Joshua Zero is a London-based artist, songwriter, and multi-instrumentalist who has spent the last few years quietly building one of the more distinctive sounds in the UK independent scene. Working under the self-coined genre tag “zerocore,” Joshua blends alternative rock, emo, shoegaze, math rock, and hardcore into something that resists easy categorisation and is better for it. Their debut album zerocore, released in October 2024 through Oslo-based DIY label Backpack Records, introduced them to the world with a record that was as personal as it was sonically ambitious. Their music has always been deeply tied to their own experience of identity, emotion, and survival.

That last word is not used lightly. A car crash on tour in November 2023 put everything on hold, including a short film planned to accompany the album, and forced a long and painful recovery. That experience shaped the back end of zerocore significantly and clearly left its mark on the creative process that followed. Carnage, released May 8, 2026, is their first major statement since that debut, and it arrives with a sharper edge and a title that does not leave much room for ambiguity.


Track-by-Track

1. I TORE YOUR NAME INTO PIECES

The EP opens with one of its most visceral and immediate statements. The title alone tells you exactly where Joshua Zero is emotionally, and the track backs it up with a raw urgency that grabs you from the first second. This is not heartbreak processed from a distance. It is still on fire, still jagged at the edges, still too close to have been smoothed down into something more comfortable. The production refuses to let the listener off the hook, and that is entirely the point.

2. THEY COO SO PERFECTLY

The second track introduces a different kind of tension, observational rather than purely personal, watching something or someone perform warmth with a precision that feels almost mechanical. The phrase “coo so perfectly” carries a faint unease beneath its surface, and Joshua leans into that ambiguity with real skill. The shoegaze influence is strongest here, layers of guitar washing over a rhythm section that keeps things grounded while everything else floats slightly out of reach.

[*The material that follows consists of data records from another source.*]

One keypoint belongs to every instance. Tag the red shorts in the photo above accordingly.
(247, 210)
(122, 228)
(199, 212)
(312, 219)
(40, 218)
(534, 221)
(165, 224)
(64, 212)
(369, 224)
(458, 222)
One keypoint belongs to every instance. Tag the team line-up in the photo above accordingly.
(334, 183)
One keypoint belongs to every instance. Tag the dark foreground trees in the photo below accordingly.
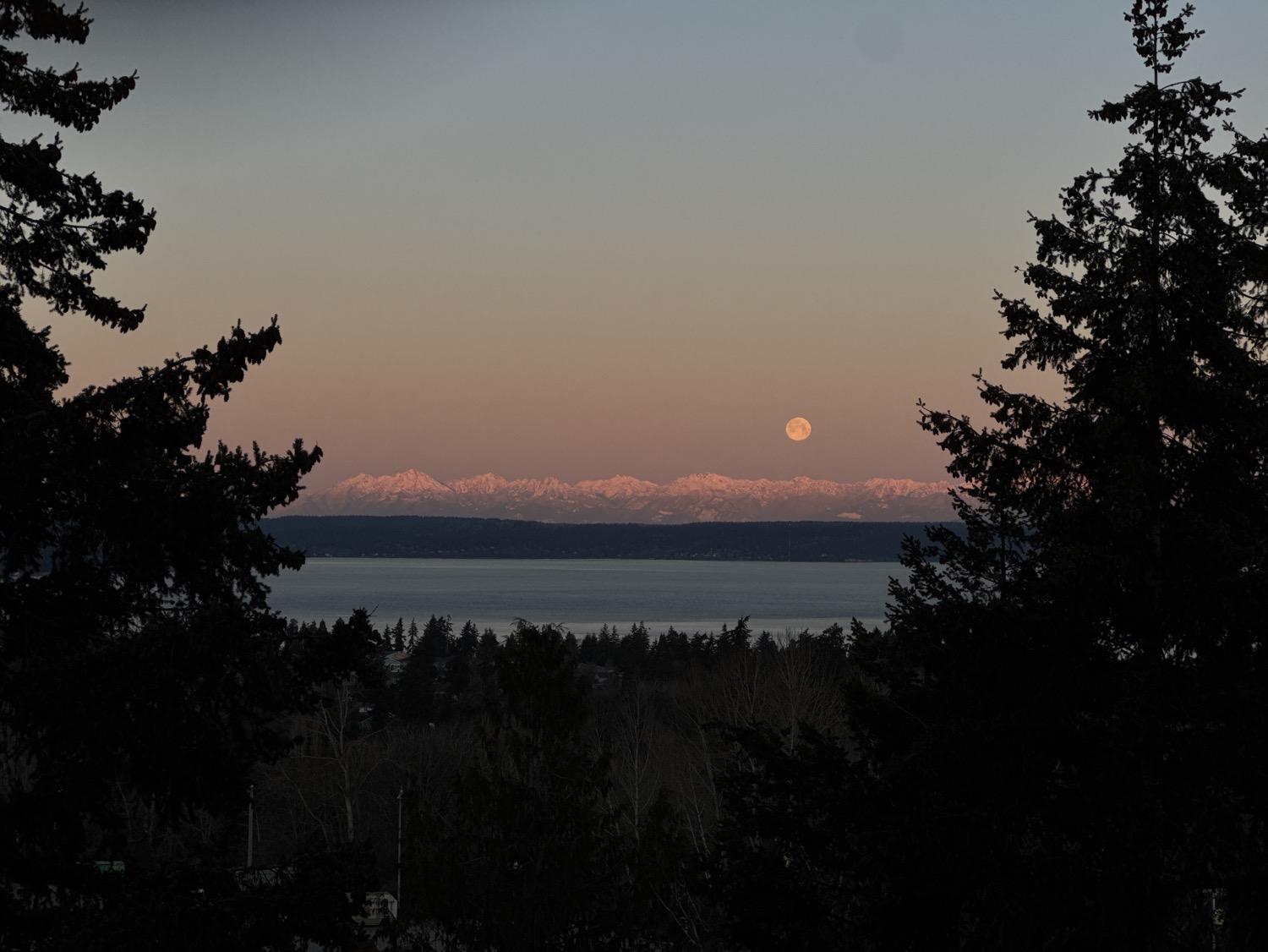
(141, 670)
(1060, 738)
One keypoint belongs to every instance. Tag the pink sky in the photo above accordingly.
(604, 238)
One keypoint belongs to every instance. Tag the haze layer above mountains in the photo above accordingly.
(702, 497)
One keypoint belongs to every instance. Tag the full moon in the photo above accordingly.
(798, 429)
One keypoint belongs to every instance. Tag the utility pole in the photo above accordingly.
(250, 827)
(400, 812)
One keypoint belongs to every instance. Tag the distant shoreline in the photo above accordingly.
(462, 538)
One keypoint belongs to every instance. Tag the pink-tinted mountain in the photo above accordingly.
(702, 497)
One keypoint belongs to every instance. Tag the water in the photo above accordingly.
(585, 594)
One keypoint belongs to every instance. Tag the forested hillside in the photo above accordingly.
(497, 538)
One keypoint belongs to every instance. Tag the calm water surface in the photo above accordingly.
(585, 594)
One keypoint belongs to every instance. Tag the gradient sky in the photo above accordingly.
(593, 238)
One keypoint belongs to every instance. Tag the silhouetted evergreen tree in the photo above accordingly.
(137, 650)
(1059, 739)
(527, 855)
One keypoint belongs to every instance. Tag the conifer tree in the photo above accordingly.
(1059, 738)
(139, 654)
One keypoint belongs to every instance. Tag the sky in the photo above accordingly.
(578, 238)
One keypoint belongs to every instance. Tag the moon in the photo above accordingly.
(798, 429)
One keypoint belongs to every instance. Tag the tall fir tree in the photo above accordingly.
(139, 655)
(1058, 741)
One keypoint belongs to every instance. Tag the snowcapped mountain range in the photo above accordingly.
(702, 497)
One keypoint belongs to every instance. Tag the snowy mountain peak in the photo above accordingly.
(626, 498)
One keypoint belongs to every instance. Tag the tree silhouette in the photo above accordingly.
(137, 649)
(1058, 741)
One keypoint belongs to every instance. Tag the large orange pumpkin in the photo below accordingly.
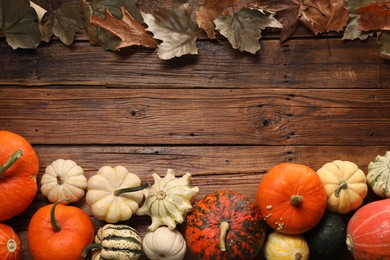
(10, 248)
(58, 231)
(19, 166)
(291, 198)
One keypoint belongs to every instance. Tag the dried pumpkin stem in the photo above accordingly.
(14, 157)
(223, 228)
(133, 189)
(54, 223)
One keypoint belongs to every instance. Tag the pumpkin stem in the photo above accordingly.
(342, 186)
(90, 247)
(296, 200)
(133, 189)
(14, 157)
(223, 227)
(54, 223)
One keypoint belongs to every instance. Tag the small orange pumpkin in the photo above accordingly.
(10, 248)
(58, 231)
(291, 198)
(19, 166)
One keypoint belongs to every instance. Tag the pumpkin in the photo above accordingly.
(168, 200)
(368, 232)
(164, 243)
(291, 198)
(19, 166)
(115, 242)
(58, 231)
(279, 246)
(10, 247)
(345, 185)
(114, 194)
(225, 225)
(63, 179)
(328, 236)
(378, 175)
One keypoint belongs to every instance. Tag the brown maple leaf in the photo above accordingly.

3. AK47 DEATH FANFICTION // REBIRTH

The most audacious title on the EP and one of its most structurally interesting tracks. The double-barrelled name signals a split in the song itself, moving from something heavy and confrontational in its first half into something more open and expansive in its second. The rebirth section genuinely earns its name, the arrangement opening up in a way that feels like coming up for air after being held underwater. It is the EP’s most dynamic moment and one of its most memorable.

4. THE INEVITABLE END OF EVERYTHING

The longest title on the record matches its ambition. This track carries the kind of weight that comes from actually sitting with the idea it is named after rather than using it as provocation. Joshua Zero has been through enough in the past few years to write about finality and survival with genuine authority, and this track reflects that. The production is dense and immersive, building slowly into something that feels both crushing and cathartic before it finally releases.

5. HOLY ICONOGRAPHY

The EP closes with its most atmospheric and image-driven track. Holy Iconography sits at the intersection of the sacred and the personal, the kind of song that uses religious language not as doctrine but as emotional shorthand for something larger and harder to name. The production is the most layered of the five tracks, guitars and vocals weaving together into something that feels genuinely devotional without being earnest about it. It is a strong, considered close to an EP that has never once taken the easy way out.


Final Thoughts

Carnage is five tracks and fourteen minutes of an artist who has clearly decided that restraint is no longer the priority. Joshua Zero arrived with zerocore as an introduction. This EP is something closer to a declaration. The sound is more focused, the emotional stakes are higher, and the writing has the kind of directness that only comes from someone who has been through something real and come out the other side still making music about it. For fans of emo, shoegaze, math rock, and alternative music that takes its own ideas seriously, Carnage is one of the more compelling short-form releases of 2026.